Bien entendu, les choses ne peuvent pas bien se passer; nous sommes devant un film de la série Alien, après tout! Et donc, en plein générique d’ouverture, on apprend qu’un face hugger, ces « crabes » capables d’infecter un hôte et d’y implanter une larve de xénomorphe, a attaqué l’un des passagers, provoquant au passage un incendie dans le compartiment, et forçant dont l’éjection de celui-ci.
Nos protagonistes vont ainsi s’écraser sur Fury-161, une planète faisant à la fois office d’usine métallurgique et de prison à haute sécurité. Du même souffle, tous les passagers périssent, à l’exception de Ripley, sauvée in extremis après la catastrophe.
Ce qu’elle découvre, c’est une colonie pénitentiaire largement désertée, les prisonniers ayant tous été évacués, à l’exception d’un petit groupe de 25 agissants comme des pseudo-concierges. Ou s’agit-il plutôt de pauvres âmes condamnées à purger leur peine en enfer?
Le nom de Fury-161 est effectivement tout à fait approprié: sous un ciel en apparence toujours nuageux, des vents déchaînés s’engouffrent lugubrement à l’intérieur de dizaines, voire de centaines de structures industrielles abandonnées.
Et donc, dans ce petit groupe de meurtriers, de violeurs, de criminels cruels qui semblent chercher la rédemption du côté de la religion, débarque Ripley, d’abord une femme dans un monde exclusivement composé d’hommes, mais aussi un autre de nos amis extraterrestres.
Ledit xénomorphe commencera bien entendu à dévorer tout ce qui bouge, attaquant les détenus les uns après les autres, semant la terreur parmi cette population carcérale, dans des installations où les armes les plus sophistiquées sont des haches.
Face à un ennemi en apparence intuable, il est facile d’imaginer que le xénomorphe représente la vengeance divine pour les crimes commis par ces prisonniers.
Le fardeau de la franchise
Alien 3 est, ne l’oublions pas, le premier long-métrage du réalisateur David Fincher, qui allait ensuite proposer un tout petit film nommé Seven.
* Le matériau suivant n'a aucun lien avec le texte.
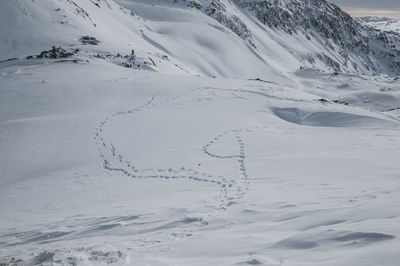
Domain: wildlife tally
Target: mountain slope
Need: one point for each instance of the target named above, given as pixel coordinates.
(239, 39)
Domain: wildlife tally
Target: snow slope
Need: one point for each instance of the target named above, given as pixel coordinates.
(386, 24)
(206, 145)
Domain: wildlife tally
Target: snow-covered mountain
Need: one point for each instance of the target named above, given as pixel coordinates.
(201, 132)
(271, 36)
(385, 24)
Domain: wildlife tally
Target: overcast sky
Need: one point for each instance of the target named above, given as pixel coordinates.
(380, 8)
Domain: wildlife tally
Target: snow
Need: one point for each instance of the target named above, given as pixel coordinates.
(160, 163)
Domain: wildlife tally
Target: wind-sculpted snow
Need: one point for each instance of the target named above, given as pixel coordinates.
(201, 132)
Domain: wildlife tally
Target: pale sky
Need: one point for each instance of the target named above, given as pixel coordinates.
(379, 8)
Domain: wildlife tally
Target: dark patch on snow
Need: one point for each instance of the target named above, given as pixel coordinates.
(88, 40)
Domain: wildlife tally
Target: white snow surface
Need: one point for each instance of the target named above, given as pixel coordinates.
(199, 149)
(386, 24)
Mais aussi The Game, Fight Club et bien d’autres grands succès qui ont cimenté son talent comme cinéaste.
Et déjà, dans ce premier film, on voit les influences qui guident Fincher. L’atmosphère oppressante, le mal-être des personnages, les angles de caméra, le grain de l’image…
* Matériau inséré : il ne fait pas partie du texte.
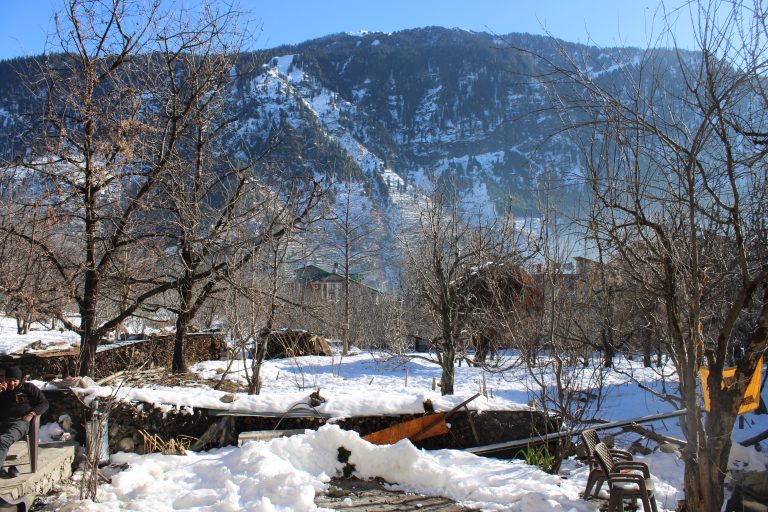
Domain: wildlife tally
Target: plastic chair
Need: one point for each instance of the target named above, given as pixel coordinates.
(596, 476)
(626, 480)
Mais autant Fincher est quelqu’un de très doué, autant c’est cette idée même du xénomorphe qui vient saper les forces vives de l’oeuvre. Car on sait déjà ce que le monstre peut accomplir. On se doute bien que les prisonniers seront tués un à un. Et que nos protagonistes réussiront, peut-être, à s’en tirer une nouvelle fois. Même si le film change quelque peu la donne en ce sens, d’ailleurs.
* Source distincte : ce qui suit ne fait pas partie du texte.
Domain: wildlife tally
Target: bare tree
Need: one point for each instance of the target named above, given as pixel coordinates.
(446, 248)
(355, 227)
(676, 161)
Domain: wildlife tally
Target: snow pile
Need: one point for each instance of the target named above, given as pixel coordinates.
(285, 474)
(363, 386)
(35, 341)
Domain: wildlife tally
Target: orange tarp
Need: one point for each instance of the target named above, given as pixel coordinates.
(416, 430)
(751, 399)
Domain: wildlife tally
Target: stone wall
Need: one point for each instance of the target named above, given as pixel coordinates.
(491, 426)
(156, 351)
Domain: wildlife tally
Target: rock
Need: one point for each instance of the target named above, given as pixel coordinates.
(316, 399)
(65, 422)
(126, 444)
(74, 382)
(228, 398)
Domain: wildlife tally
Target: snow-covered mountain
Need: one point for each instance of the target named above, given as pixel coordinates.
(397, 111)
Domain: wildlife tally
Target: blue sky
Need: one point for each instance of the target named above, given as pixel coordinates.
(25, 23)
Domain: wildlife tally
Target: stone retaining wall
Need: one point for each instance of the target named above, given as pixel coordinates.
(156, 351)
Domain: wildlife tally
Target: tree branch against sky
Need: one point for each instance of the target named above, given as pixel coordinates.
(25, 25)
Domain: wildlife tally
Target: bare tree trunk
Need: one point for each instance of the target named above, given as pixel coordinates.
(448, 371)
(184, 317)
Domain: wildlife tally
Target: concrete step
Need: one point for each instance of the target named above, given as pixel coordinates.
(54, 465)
Et puisqu’il nous faut une structure traditionnelle, pas question de vraiment prendre les spectateurs par surprise. On a plutôt droit, malgré les magnifiques décors extérieurs, à de multiples scènes dans des corridors ternes et ennuyeux. Avec un rythme qui n’est jamais assez maintenu pour que l’on soit vraiment stressés par la possibilité que le monstre surgisse au détour d’un corridor.
Parlons-en, d’ailleurs, du monstre: finis les costumes des deux premiers films. On a plutôt choisi d’aller de l’avant avec de l’animation par ordinateur. En 1992. Le résultat est atroce, d’autant plus que le xénomorphe ressemble davantage à un chien qu’à la bête terrifiante des deux premiers volets. Et ne parlons pas de cette fin, qui s’éternise juste assez pour gâcher le plaisir. D’autant plus que la dernière scène consiste en du texte que l’on fait dérouler sur un écran.
Bref, si David Fincher ne s’en est pas si mal tiré, et si Alien 3 est probablement l’un des seuls films de la série à explorer la question de la religion et de la rédemption dans un contexte de colonisation de l’espace, ce long-métrage ne parvient pas à garder le cap sans perdre de sa superbe. Une oeuvre incomplète, bref. Ou plutôt une oeuvre gâchée par des principes scénaristiques en apparence immuables.